How to prevent min/max latches from being spammed by switching spikes?
Place RC anti-aliasing at the sense buffer, add a short digital debounce (1–3 switching periods), and use a programmable blanking window around mode transitions. Prefer CSAs with PWM rejection and route the sense pair tightly to suppress capacitive pickup from the SW node.
What retention policy avoids EEPROM wear while keeping useful history?
Adopt a rolling journal with round-robin pages and severity-aware caps (e.g., last 64 critical, 32 major, 16 warnings). Commit summaries periodically, events on demand. Keep erase count balance within 10%. Store page headers and CRC so recovery is deterministic after power loss.
PMBus vs simple I²C register map for small MCUs—trade-offs?
PMBus gives standardized pages, scaling, and tooling; it adds complexity and code size. A minimal I²C map is lighter and can expose “min/max since last read” with auto-clear. For one rail and tiny MCUs, I²C is efficient; for fleets and tooling, PMBus scales better.
How to HMAC-sign a dump for warranty disputes?
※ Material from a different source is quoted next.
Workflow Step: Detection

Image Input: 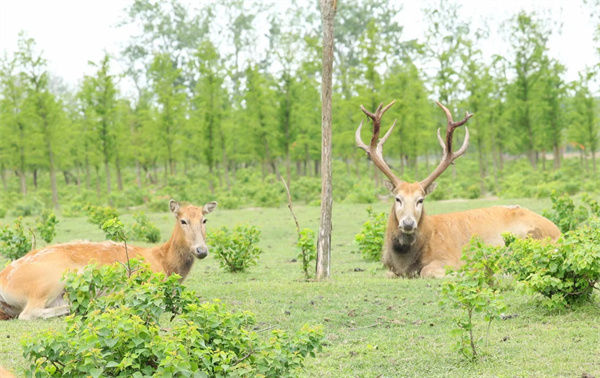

Append a device-scoped HMAC-SHA256 over the normalized payload (CSV line or CBOR bytes) including ts_ms, monotonic tick, and firmware revision. Keep the key in protected storage; verify server-side. Include a CRC for transport errors and a counter to prevent replay.
Does spread-spectrum impact min/max capture accuracy?
It can redistribute ripple energy and slightly change peak timing. Hardware min/max still works if your anti-alias and blanking are set for the broadened spectrum. For precision, increase measurement dwell or use EWMA windows large enough to smooth frequency dither effects.
How to sync timestamps across multiple rails?
Use a shared monotonic tick sourced from a common oscillator and mark events with both ts_ms and tick. Periodically discipline drift using a sync pulse or host-broadcast checkpoint. On merge, align by tick, then refine by wall clock to handle wrap and resets.
What counters matter most for field reliability?
Prioritize cumulative charge (A·s), thermal exposure above reference (°C·s), fault-hours, and retried-event counts. Add ripple-stress bins per mode. These correlate with connector fatigue, capacitor aging, and MOSFET stress. Track firmware revisions so counter trends map cleanly to design changes.